The answer seemed obvious: Myakka River State Park -- one of the state’s most impressive wildlife locales and a natural asset that is a touchstone for many residents. Although it is a State Park, Sarasotans can be forgiven for thinking of it as our park. It is our wild counterbalance to our developed coast – a place for personal exploration and THE go-to place to take out-of-state guests to see alligators. Most of us can’t remember a Sarasota without Myakka River State Park, which has become a major tourist attraction (read economic driver) as well.
No sooner had I completed my thought experiment than I started hearing rumors about someone or some group (politicians?, bureaucrats? – it wasn’t clear) in Tallahassee that is trying to change Myakka Park and avoid public involvement. There’s apparently a new approach to State Parks being advanced that argues they should be paying their way by incorporating multiple uses: cell phone towers, wellfields, timbering, cattle leases, and maybe even hunting. This goal of making State Parks generate more income is apparently part of a philosophy that argues State Parks should not simply be places managed with a focus on conservation and recreation, but instead be “multiple use” public lands that treat all potential uses equally and require no state funding. State Parks already cover more than three quarters of their operating cost, and Myakka Park brings in more money than the state is spending to run it, making Myakka a “donor” that helps offset those parks that aren’t as lucrative.
Despite more than paying its own way, our park is apparently being singled out as some sort of test case.

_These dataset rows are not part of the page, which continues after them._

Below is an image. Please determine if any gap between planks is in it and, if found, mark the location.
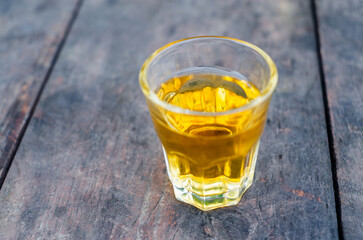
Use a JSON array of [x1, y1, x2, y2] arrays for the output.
[[310, 0, 344, 239], [0, 0, 84, 190]]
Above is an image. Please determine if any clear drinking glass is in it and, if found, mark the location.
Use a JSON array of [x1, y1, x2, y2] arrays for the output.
[[139, 36, 278, 211]]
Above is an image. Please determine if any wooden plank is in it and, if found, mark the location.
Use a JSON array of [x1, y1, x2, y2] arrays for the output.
[[0, 0, 81, 187], [0, 0, 338, 239], [315, 0, 363, 238]]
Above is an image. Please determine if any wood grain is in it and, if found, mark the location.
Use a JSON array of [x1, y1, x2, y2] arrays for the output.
[[0, 0, 81, 187], [315, 0, 363, 238], [0, 0, 338, 239]]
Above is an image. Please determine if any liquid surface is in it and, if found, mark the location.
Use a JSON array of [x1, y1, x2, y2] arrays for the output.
[[157, 72, 261, 113], [150, 69, 268, 210]]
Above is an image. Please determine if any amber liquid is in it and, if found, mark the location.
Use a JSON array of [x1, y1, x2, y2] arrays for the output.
[[149, 68, 269, 210]]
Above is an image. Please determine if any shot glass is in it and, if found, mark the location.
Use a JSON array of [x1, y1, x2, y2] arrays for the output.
[[139, 36, 278, 211]]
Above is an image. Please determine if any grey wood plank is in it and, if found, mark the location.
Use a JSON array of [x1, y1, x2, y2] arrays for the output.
[[315, 0, 363, 238], [0, 0, 81, 187], [0, 0, 338, 239]]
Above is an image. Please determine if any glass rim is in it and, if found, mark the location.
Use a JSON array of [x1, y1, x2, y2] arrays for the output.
[[139, 36, 278, 116]]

An old friend of mine filed a Freedom of Information Act request and got a copy of a proposal to force Myakka Park to lease ten square miles for a private cattle lease. This proposal would circumvent the approved procedure for changing the park’s management plan – a procedure that mandates an opportunity for public input.
I don’t necessarily have a problem with cattle grazing on public lands – I was supportive of cattle leases on Sarasota County’s Jordyn (Deer Prairie Creek) and Walton sites, but I definitely have a problem with top-down management decisions originating 250-miles away by people who may never have been to Myakka Park. Rejiggering park management plans by remote control from Tallahassee doesn’t make any sense. I question whether privatizing part of Myakka even makes any sense for ranchers. Only about 5% of the area is former pasture and it has been abandoned for 18 years. It would require a lot of fencing and water sources, loading facilities, and other changes before it could work.
Ironically, Sarasota County has been through this before. Back in the late 60’s the state decided to turnover the development of Oscar Scherer (then a state recreation area) to private contractors. Audubon and Save Our Bays challenged that decision and the state was forced to buy out the private firm. Our state parks need to remain places managed for conservation and recreation, not whatever might turn a buck.
Will the State go ahead and with this proposal for an imposed cattle lease? Will we see more proposals for uses such as wellfields, cell phone towers, and hunting in our state parks? Will the Tallahassee crowd try to short-circuit the adopted rules for changing park management plans by excluding the public? I don’t know, but we may be about to find out.